One of the good things about having root is you can always go back if you want, so basic UnRoot the device to its initial state. The same is not true of not having root! Obviously Google/Providers (e.g. Tmobile)/HTC will propably take steps forbid end users from root in the future. So finally, To Root or not to Root? ?
Well, obviously we are talking about Full control over your system, meaning the ability to alter system files and replace many parts of the android core including:
- Core apps (maps, calendar, clock etc)
- Recovery image
- Toolbox (linux binary that lets you execute simple linux commands like “ls”) can be replaced with Busybox (slightly better option)
- Boot images
- Add linux binaries
You can also Run special applications that require more control over the system, providing enhanced functionality and advanced operations such as
- SuperUser – lets you approve or deny the use of root access to any program
- Task Manager For Root – Lets you kill apps that you otherwise could not kill
- Tether apps (like the one found at [android-wifi-tether.googlecode.com])
- BlueX – Exchange Files by Bluetooth (sending and receiving)
Another very important things is the ability to make a full Backup of your system on your sdcard, backing up all of your .apk files (helps if an author decides to “upgrade” you to a version that requires you to pay to use the version you just had) and other important things.
You can also relocate your (browser/maps/market) cache and/or your installed applications to your /sdcard clearing up significantly your internal memory space.
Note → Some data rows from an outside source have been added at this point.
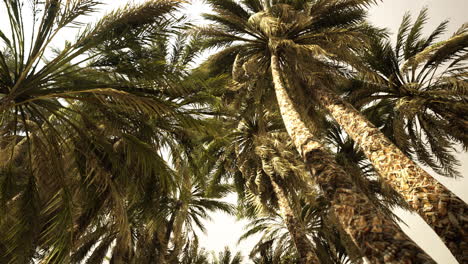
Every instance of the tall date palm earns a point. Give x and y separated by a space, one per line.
260 36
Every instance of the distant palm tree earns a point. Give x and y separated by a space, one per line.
226 257
272 37
419 101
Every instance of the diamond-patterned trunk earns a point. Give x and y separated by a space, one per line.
295 227
445 212
378 237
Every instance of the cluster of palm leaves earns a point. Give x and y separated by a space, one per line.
114 148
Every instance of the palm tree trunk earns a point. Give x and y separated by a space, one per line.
295 227
445 212
379 238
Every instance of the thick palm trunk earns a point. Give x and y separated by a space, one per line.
439 207
379 238
295 227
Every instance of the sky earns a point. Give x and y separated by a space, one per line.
225 230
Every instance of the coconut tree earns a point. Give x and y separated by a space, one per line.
418 101
261 37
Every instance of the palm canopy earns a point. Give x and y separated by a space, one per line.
419 98
81 171
36 86
319 30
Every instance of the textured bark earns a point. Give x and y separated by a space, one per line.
439 207
178 238
379 238
295 227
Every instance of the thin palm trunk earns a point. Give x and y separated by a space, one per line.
379 238
445 212
178 236
295 227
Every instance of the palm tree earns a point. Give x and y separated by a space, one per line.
226 257
84 158
423 111
271 168
263 37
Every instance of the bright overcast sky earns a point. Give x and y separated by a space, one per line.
225 230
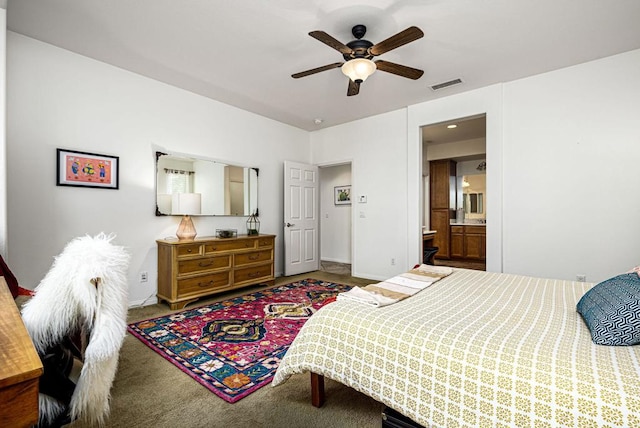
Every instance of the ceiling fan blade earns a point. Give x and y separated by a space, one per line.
400 70
400 39
316 70
354 88
331 42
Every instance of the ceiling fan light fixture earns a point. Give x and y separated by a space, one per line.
358 69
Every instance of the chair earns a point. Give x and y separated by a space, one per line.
77 321
428 253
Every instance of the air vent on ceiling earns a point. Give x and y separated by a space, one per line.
446 84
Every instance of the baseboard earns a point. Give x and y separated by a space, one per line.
329 259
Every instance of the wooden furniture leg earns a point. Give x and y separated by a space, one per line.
317 390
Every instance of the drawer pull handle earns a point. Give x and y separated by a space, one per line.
206 284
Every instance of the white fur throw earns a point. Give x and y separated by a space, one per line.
69 298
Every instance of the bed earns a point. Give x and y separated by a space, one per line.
475 349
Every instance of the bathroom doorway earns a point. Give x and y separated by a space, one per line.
454 210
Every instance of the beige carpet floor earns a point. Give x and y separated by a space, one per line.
149 391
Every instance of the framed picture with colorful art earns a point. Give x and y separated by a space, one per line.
82 169
342 195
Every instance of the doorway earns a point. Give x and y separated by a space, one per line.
454 213
335 218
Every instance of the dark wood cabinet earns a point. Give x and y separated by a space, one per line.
468 242
442 176
457 241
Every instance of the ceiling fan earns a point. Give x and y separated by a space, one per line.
358 55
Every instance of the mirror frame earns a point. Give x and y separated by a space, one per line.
158 154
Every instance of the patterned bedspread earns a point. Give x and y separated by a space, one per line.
475 349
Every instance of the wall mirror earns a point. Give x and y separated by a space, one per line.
472 192
224 189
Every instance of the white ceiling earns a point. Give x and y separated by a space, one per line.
243 53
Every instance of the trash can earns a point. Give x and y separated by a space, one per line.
428 253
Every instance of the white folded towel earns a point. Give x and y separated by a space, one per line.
396 288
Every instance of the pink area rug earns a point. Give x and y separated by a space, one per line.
233 347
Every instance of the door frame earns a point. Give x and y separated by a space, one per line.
489 101
353 210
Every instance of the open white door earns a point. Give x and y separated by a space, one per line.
301 246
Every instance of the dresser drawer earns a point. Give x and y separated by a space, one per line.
265 241
479 230
189 250
204 283
203 264
252 273
253 257
235 244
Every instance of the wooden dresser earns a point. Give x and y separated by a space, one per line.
20 366
188 270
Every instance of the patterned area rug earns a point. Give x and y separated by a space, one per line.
233 347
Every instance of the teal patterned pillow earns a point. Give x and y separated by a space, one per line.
611 310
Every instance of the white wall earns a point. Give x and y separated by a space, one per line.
572 170
3 145
378 151
335 220
59 99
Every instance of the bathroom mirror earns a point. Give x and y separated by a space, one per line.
472 193
473 203
225 189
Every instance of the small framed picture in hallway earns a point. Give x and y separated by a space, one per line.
342 195
87 169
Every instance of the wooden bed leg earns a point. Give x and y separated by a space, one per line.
317 390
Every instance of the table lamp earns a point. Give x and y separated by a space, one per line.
186 204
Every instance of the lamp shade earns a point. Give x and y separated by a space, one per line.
186 203
358 69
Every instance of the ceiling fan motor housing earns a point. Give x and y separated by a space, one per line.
360 47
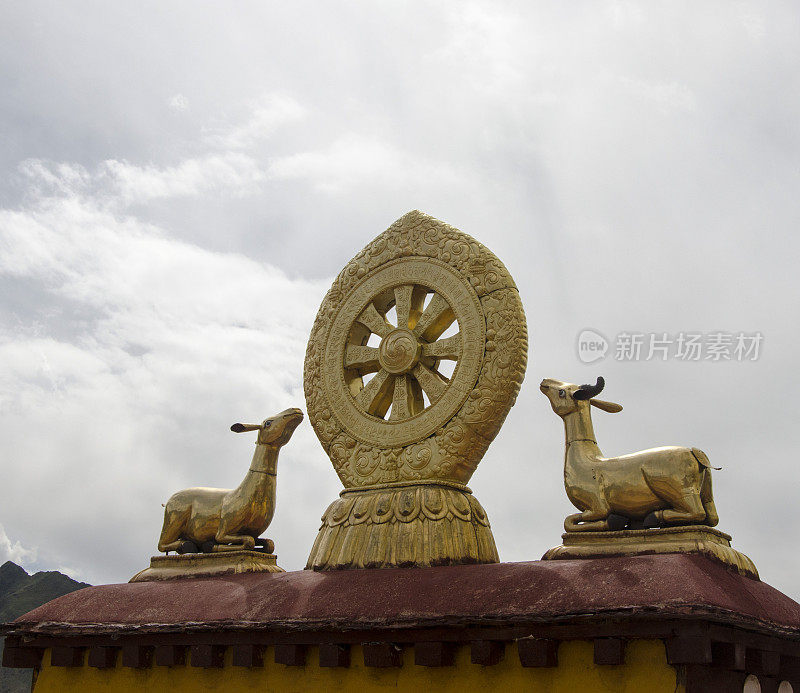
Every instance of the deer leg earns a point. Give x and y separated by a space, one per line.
707 497
174 522
227 541
592 520
687 510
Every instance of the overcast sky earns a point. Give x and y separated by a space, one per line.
180 183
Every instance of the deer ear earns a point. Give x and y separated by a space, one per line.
610 407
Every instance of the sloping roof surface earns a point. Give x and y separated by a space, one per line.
673 585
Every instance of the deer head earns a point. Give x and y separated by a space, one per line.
275 431
566 398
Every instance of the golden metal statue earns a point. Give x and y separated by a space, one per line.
654 501
414 360
231 519
661 486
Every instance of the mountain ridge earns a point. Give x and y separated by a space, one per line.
19 593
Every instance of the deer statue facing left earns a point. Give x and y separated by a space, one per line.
216 519
661 486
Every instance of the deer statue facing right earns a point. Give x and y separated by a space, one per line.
230 519
661 486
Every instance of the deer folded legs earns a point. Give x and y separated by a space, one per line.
587 521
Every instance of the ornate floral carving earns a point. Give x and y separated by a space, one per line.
412 423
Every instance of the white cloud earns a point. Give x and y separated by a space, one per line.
354 162
178 103
105 422
265 115
14 551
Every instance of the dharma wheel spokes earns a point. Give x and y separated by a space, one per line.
406 360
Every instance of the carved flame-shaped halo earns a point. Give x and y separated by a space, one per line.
416 356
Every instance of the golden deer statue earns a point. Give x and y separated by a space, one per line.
661 486
217 519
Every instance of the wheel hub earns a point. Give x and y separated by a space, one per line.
399 351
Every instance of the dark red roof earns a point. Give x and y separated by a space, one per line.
675 585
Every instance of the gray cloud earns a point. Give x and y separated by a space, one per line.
180 184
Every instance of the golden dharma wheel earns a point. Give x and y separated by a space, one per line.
415 358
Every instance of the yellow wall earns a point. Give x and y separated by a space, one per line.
645 670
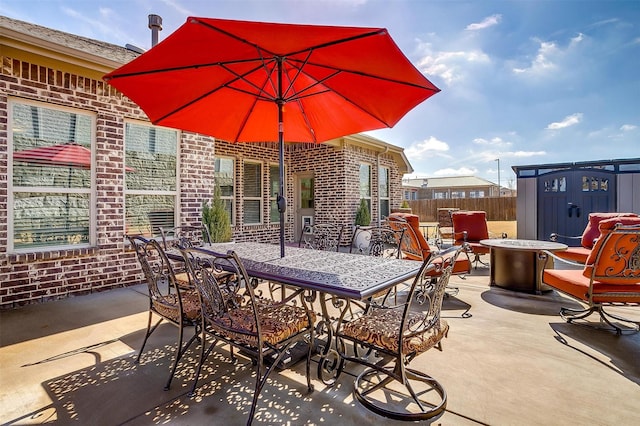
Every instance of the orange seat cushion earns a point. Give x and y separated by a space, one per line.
607 251
474 222
592 231
575 254
571 281
414 246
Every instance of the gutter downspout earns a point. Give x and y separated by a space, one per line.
386 149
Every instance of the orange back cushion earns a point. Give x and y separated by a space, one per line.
592 231
474 222
414 245
616 252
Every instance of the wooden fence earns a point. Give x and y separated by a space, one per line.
497 208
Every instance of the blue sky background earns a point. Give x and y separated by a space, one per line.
526 82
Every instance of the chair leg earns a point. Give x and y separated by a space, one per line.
571 315
180 352
150 331
431 406
178 355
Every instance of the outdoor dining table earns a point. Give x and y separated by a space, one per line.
332 276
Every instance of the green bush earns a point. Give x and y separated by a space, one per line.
363 217
216 218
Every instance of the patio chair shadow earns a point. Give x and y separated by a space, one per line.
119 391
548 303
619 353
40 320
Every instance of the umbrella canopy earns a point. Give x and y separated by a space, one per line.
68 154
245 81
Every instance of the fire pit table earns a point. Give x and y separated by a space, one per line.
515 264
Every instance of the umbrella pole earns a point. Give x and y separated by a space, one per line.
282 201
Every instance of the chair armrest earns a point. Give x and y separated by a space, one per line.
554 237
546 253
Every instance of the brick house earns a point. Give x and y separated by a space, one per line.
63 223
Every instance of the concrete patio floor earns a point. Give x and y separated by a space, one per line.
513 362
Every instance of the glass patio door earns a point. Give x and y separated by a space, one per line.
305 208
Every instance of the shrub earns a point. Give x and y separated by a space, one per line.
363 217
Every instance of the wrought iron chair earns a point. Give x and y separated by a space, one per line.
392 336
587 239
167 298
184 236
321 236
232 313
379 241
611 275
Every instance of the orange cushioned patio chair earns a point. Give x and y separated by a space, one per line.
611 275
470 227
587 239
415 247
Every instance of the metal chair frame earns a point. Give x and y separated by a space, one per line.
379 241
401 351
621 249
232 313
166 297
185 236
321 236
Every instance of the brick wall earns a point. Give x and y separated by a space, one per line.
41 276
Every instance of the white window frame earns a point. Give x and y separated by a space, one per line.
231 199
362 189
384 171
11 189
259 198
272 195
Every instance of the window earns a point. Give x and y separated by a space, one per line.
225 180
151 186
252 193
439 195
51 167
274 190
383 191
365 183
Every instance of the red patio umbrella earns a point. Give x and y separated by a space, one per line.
245 81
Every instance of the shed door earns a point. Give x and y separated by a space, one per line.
566 198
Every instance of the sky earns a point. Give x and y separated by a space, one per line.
522 82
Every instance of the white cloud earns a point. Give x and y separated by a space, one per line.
487 22
450 66
104 25
543 61
568 121
549 56
495 142
426 148
462 171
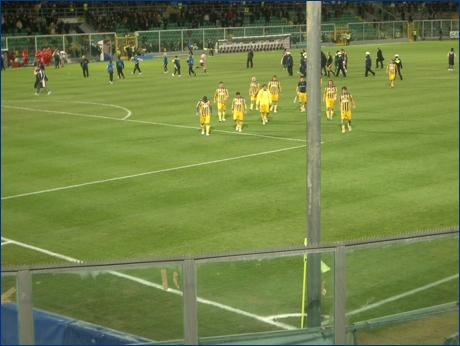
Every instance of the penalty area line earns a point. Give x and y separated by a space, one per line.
148 122
152 172
160 287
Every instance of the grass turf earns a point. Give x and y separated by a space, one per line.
80 181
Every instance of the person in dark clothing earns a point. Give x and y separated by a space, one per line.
323 64
250 56
84 66
451 59
120 66
57 58
303 64
379 59
136 64
129 51
40 81
110 71
340 68
368 65
211 48
398 63
329 63
289 63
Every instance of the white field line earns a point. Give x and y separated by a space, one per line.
267 319
148 122
160 287
152 172
402 295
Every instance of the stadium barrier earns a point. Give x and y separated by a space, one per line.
159 41
53 329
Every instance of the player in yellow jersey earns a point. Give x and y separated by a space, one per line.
275 90
392 69
220 97
345 108
329 97
204 110
239 108
253 90
264 102
301 92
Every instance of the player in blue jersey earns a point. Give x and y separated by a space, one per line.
110 69
165 62
136 64
176 63
190 62
120 67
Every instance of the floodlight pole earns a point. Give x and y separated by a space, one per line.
313 17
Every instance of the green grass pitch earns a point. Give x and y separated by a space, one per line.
96 171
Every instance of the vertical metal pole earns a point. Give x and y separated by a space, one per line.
313 161
190 305
339 297
25 311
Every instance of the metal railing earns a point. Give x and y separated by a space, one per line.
197 269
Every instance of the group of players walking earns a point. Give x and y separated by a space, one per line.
265 99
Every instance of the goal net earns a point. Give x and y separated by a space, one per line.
257 43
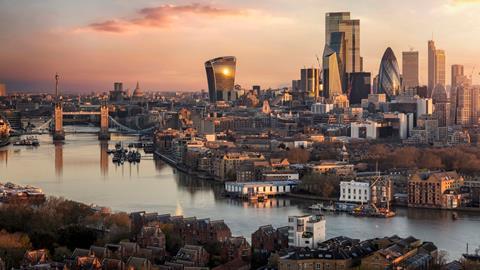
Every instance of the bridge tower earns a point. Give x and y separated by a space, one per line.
58 132
104 134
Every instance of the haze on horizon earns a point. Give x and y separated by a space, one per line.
164 44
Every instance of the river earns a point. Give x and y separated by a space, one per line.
79 169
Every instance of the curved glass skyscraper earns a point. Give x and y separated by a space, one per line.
221 78
389 75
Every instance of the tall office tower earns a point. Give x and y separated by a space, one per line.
464 104
360 86
310 81
457 79
410 69
341 22
3 90
440 68
431 66
221 78
118 86
457 70
389 75
442 105
332 83
338 44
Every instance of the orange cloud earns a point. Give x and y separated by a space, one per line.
161 17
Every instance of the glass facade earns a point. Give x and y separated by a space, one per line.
221 78
389 75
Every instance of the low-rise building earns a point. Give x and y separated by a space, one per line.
306 231
434 189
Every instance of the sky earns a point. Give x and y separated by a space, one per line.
164 44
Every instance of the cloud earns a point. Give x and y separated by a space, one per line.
164 16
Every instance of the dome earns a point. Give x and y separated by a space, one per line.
137 92
389 75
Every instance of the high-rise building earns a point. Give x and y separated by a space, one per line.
431 66
410 69
389 75
310 81
440 68
221 78
338 44
360 86
457 70
341 22
441 105
306 231
3 90
457 79
332 83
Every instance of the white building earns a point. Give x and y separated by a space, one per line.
365 130
321 108
424 106
269 188
306 231
354 192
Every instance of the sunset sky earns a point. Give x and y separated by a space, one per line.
164 44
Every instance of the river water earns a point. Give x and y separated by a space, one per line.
79 169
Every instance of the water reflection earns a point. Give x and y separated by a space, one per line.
104 158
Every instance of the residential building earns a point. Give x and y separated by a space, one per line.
354 192
434 189
306 231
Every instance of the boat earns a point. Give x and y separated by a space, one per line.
316 207
29 141
4 132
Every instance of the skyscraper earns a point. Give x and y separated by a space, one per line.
310 81
341 22
431 66
221 78
440 68
457 78
457 71
332 83
410 69
389 75
360 86
3 90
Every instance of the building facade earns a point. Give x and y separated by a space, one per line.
306 231
221 78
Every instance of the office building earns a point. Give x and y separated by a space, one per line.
306 231
457 73
440 67
441 105
3 90
410 69
310 81
332 83
221 78
424 106
360 86
431 67
389 75
341 22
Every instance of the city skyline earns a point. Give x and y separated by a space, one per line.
150 41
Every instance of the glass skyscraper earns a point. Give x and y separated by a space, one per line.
221 78
389 75
341 22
Utilized a terminal app for advanced commands and operations on the linux kernel.
But then, what do we loose after rooting? If it was allowed they wouldn’t forbid it in the first place! Right? Well, you do lose things like the ability to accept OTA updates (well, you can but you would lose root, so its been made so they get denied), but other than that, given the fact you always can return to initial state there is nothing else. Thus, nobody else controls your phone and you don’t have to keep on trying to figure out how somebody else did that on their mobile and so on.
As far as HTC Hero is concerned, there is an extensive guide that can be found at xda-developers, describing all the necessary steps to get your phone Rooted.
There is also a simpler alternative approach based on the latest Linux kernel local privilege escalation bug. Using an exploit from FlashRec (you can use already compiled asroot program from FlashRec apk to run busybox binary with root privileges) you get a really a clean way to get root, without actually changing anything in the system. There is a word that this was already patched but one-click rooting still works on the HTC Hero phones bought so far.
Visual Guides to both methods are also provided at theunlockr.com.